0

I have an external program which generate some data I need. Usually, I redirect its output to a file, then read it from my Scala application, e.g.

app.exe > output.data

Now, I want to integrate the process, so I did

val stream = "app.exe" lineStream
stream foreach { line => doWork(_) }

Unfortunately, I got GC overhead exception after a while. This app.exe may generate very large output files, e.g. over 100MB. So I think during the streaming, Scala has been creating/destroying the line string instance thousands of times, and cause the overhead.

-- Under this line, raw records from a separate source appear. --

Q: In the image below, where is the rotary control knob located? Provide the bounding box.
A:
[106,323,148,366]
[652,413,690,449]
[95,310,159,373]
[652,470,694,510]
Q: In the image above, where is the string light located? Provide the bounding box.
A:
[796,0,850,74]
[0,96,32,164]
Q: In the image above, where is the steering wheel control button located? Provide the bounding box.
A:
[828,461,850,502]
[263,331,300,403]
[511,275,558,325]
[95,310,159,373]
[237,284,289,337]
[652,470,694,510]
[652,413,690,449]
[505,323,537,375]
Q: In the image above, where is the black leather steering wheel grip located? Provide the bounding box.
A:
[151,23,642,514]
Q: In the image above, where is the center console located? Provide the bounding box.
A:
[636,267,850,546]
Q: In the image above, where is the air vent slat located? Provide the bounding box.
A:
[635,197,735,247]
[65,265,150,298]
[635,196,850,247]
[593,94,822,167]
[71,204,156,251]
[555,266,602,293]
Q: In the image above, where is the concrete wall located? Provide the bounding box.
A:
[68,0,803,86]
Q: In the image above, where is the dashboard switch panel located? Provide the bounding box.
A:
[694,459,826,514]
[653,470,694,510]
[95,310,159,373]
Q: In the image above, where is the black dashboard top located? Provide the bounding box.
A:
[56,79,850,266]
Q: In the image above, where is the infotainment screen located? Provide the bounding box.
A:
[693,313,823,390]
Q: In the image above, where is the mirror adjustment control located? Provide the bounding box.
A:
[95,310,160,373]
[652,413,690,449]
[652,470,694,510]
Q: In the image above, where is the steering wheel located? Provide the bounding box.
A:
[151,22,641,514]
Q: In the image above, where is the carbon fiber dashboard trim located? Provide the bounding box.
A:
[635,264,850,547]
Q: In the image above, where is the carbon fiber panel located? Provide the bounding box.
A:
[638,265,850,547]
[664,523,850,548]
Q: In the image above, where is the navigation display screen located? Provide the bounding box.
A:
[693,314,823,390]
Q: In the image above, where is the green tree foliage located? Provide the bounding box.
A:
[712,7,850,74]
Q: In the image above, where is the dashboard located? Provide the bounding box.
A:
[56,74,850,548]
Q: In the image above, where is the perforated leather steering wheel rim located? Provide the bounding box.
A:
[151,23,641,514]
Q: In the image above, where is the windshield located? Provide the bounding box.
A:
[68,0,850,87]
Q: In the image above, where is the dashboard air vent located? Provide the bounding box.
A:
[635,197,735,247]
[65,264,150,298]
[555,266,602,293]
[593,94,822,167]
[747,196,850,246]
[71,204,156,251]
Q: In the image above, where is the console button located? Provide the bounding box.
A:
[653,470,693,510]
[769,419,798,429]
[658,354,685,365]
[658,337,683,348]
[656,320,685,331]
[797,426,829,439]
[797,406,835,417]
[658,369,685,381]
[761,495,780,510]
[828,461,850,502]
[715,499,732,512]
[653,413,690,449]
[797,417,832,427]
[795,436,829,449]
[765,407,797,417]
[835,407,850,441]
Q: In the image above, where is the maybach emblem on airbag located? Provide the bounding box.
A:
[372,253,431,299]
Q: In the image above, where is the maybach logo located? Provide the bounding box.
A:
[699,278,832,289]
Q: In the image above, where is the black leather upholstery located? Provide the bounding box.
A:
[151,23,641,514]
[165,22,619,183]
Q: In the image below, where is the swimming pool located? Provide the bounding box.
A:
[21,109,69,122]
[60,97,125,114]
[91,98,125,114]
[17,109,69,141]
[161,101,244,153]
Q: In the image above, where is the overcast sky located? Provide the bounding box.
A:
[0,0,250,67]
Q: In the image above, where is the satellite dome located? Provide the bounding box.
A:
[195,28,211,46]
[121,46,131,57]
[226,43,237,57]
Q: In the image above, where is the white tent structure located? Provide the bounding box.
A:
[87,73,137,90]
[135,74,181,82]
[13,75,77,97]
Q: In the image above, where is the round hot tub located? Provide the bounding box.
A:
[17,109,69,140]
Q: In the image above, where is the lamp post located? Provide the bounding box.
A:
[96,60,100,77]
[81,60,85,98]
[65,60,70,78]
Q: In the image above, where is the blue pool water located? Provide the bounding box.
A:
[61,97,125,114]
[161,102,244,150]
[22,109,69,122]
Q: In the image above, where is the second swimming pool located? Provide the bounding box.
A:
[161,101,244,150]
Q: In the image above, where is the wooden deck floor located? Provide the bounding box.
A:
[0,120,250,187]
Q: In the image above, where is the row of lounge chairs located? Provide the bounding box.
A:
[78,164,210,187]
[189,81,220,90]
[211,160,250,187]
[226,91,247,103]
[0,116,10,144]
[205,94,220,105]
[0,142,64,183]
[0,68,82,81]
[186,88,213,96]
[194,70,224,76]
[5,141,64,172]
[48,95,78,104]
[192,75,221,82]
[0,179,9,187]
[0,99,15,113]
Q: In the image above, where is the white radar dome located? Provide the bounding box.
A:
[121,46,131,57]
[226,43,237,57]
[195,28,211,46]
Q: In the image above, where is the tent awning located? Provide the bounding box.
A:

I know I can tune the JVM variables to increase the GC overhead throttling. But I am looking for a way that it doesn't need to create a lot of small line instances.

sjrd
  • 21,805
  • 2
  • 61
  • 91
David S.
  • 10,578
  • 12
  • 62
  • 104

1 Answers1

3

The problem is probably due to memoization, which is a side effect of foreach-ing over a stream this way. Effectively, you are rooting the whole file in memory.

See lots and lots of info on how to avoid this here: http://blog.dmitryleskov.com/programming/scala/stream-hygiene-i-avoiding-memory-leaks/

Specifically, you are violating rule #1. Try defining your stream as a def, not a val.

Chris Shain
  • 50,833
  • 6
  • 93
  • 125